Christopher Hightower
Problems at Home
Christopher Hightower's wife, Susan, knew nothing about her husband's failed business deal with Brendel. All she knew was that her husband was a loser.
All his life, Christopher Hightower had seen his dreams come crashing down around him. His first marriage failed miserably. So had his plans for becoming a doctor. Now, after seven years as an unsuccessful commodities broker, his marriage to his second wife was in shambles.
Susan Hightower was sick of all the broken promises. She was tired of being left penniless by a husband who depended on the generosity of her parents to provide food and shelter for her family. And she was sick of her husband's constant accusations that she was being unfaithful.
Sure, her husband was a good father. He coached her son's soccer team and was active in the youth group at the Barrington Congregational Church, where the family attended religious services regularly. He was even a well-respected member of the congregation where he taught Sunday school, headed the Junior Pilgrim Fellowship and worked to counsel troubled teenagers.
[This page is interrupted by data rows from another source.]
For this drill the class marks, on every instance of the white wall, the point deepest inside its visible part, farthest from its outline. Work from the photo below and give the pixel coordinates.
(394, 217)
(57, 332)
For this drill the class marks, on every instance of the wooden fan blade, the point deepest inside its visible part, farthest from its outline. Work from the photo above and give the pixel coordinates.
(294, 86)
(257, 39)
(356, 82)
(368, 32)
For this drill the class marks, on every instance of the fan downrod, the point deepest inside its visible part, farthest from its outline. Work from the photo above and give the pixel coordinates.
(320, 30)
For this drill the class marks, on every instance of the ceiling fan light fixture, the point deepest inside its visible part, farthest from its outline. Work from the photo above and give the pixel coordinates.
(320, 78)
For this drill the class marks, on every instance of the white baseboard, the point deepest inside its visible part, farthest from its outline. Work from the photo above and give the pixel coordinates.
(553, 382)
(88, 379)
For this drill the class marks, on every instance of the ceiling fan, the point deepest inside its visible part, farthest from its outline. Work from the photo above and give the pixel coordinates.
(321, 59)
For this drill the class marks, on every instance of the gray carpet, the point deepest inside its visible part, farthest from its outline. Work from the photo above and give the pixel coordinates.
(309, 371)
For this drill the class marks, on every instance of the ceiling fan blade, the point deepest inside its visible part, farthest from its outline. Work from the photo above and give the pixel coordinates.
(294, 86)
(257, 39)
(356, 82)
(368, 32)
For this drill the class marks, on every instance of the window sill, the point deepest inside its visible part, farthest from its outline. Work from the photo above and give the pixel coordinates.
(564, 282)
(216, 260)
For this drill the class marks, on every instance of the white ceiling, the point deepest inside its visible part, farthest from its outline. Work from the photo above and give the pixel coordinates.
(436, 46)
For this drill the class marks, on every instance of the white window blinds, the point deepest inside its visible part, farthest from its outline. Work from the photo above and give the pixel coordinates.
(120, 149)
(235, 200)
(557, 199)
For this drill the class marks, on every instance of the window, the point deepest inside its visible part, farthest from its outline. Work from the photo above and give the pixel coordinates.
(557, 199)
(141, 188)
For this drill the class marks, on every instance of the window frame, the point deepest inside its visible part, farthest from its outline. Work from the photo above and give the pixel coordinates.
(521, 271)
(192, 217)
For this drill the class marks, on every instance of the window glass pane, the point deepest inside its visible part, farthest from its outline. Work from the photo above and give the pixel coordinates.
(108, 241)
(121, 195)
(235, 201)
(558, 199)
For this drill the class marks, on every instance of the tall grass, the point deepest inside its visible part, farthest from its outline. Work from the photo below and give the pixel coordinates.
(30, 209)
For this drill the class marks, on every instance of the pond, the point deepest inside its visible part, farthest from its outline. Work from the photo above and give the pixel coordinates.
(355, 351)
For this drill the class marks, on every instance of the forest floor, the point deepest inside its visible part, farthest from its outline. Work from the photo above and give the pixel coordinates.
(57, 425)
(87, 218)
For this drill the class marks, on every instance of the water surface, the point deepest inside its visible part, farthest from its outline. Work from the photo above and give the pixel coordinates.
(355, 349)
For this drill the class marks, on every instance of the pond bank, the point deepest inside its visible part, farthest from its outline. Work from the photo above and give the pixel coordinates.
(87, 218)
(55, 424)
But there were things in his past that even those closest to Hightower didn't know.
He had falsified his resume, claiming to have graduated "Magna Cum Laude" from the University of Rhode Island with a near-perfect grade point average. In fact, he was a mediocre student. He faked his job history, claiming to have increased sales by 35 percent at the pharmaceutical company where he worked. In truth, he was a terrible salesman with an abysmal sales record. He also submitted a forged transcript and letters of recommendation in order to get into the master's program in medicine at Wright State University in Ohio. Although he dropped out before he received his master's degree, on his resume he listed a Ph.D. degree.
But his lies weren't limited to his resume.
He also was a suspect in a fire at his Ohio home that destroyed much of the school books he used in his master's program. The fire allowed him to postpone his oral exams. He eventually dropped out of the master's program without ever taking them.
Then there was his questionable business dealings.
While living in Ohio shortly after his marriage to Susan, he ran a small investment club, losing almost all of the $102,000 entrusted to him over a period of four short months. Despite those losses, he had provided statements to his unsuspecting clients which showed that their investments were highly profitable. When they learned of his deception, the irate Ohio investors threatened to take legal action and file complaints with the CFTC.
Once again, however, Hightower managed to talk his way out of a sticky situation by offering to put his home up as collateral.
But financial troubles continued to plague him.
By the time of the murders, he was at least $100,000 in debt. His office telephone had been disconnected, he was behind $1,800 on the rent and his computer equipment was about to be repossessed. Now, Brendel had filed a complaint with the CFTC that was sure to end his brokerage career forever.
All his life, Christopher Hightower had been a failure. He was also a liar, a braggart and a man who wasn't above forging documents if it met his needs.
Yet, to the outside world, Hightower was a decent, upstanding citizen, a struggling businessman and a doting father who was well-liked and well-respected.. But Susan Hightower knew otherwise.
She knew about his fits of rage, his insatiable jealousy, his brooding moods and his financial ineptitude that had drained her parents of nearly $100,000 in money they had given her husband to start his failing commodities business.
By August 1991, Susan was sick of it all. She told him she wanted a divorce.
Hightower's world was beginning to collapse.
His first wife had started nagging him that he was late again on the child support payments for his two daughters, payments which Susan had been making from the small salary she made as a church secretary. He also was three months behind on the $600 monthly rent for his office, even though Susan's parents had been giving him $1,000 every month to pay his business bills. The check for the rent had bounced and the financial service that provided him daily stock quotes was threatening to cut off his access. Slowly, the financial noose was tightening.
In September, after a violent verbal confrontation, a terrified Susan filed for divorce.
But that move did not come without a price.
Angered and upset by what he considered his wife's betrayal, Hightower told Susan he had contracted with a hit man to have her killed.
"Do you know how much a human life is worth," he asked her one day, shortly after she announced her intentions. "It's worth $5,000. That's what I have paid to have someone kill you if you take my children away. And I paid an extra thousand dollars so it would look like an accident."
Susan was terrified. She knew from the look on her husband's face that he was serious about the threat. Two days later, she filed for a restraining order.
But long before that restraining order could be served, Hightower began to set his deadly plan in motion.